Lieutenant Tweedie, who was 25, had served for two-and-a-half years in D Squadron, The Blues & Royals, Household Cavalry Regiment.

His family issued the following statement:

Alexander’s death has shocked and saddened us greatly, and words cannot adequately express the depth of our grief. He was a wonderful, loving son who brightened the lives of everyone who knew him.

He was proud to serve with the Household Cavalry, and had a very promising career ahead of him. We are proud of Alexander and will remember him in our hearts forever.

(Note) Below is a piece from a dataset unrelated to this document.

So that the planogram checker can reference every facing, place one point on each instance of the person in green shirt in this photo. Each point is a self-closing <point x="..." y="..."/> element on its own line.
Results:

His commanding officer, Lieutenant Colonel Mark van der Lande OBE, said:

It was with great sadness that the Household Cavalry Regiment learnt of the death of Lieutenant Alexander Tweedie of The Blues & Royals. He died on 22 April of the injuries he received when his Scimitar armoured vehicle overturned in Iraq on 1 April 2003.

Despite the excellent medical care which Alexander received, both in the Gulf and afterwards from the National Health Service, he never recovered from his coma. Alexander was an excellent officer.

Popular with all, he matched very positive leadership from the front with a deep care for his men. He led his Troop in battle with skill, determination and great coolness under fire. He will be sorely missed by us all.

His death, like those of Lance Corporal of Horse Matty Hull, and Lance Corporal Karl Shearer, is a tragic loss to the Regiment. These losses touch with sadness the great pride that I and the Household Cavalry Regiment feel for the achievements of D Squadron in Iraq.

The recent weeks have been particularly difficult for Alexander’s parents. Our thoughts and prayers are with them.

Our thoughts are with his family and loved ones at this very sad time.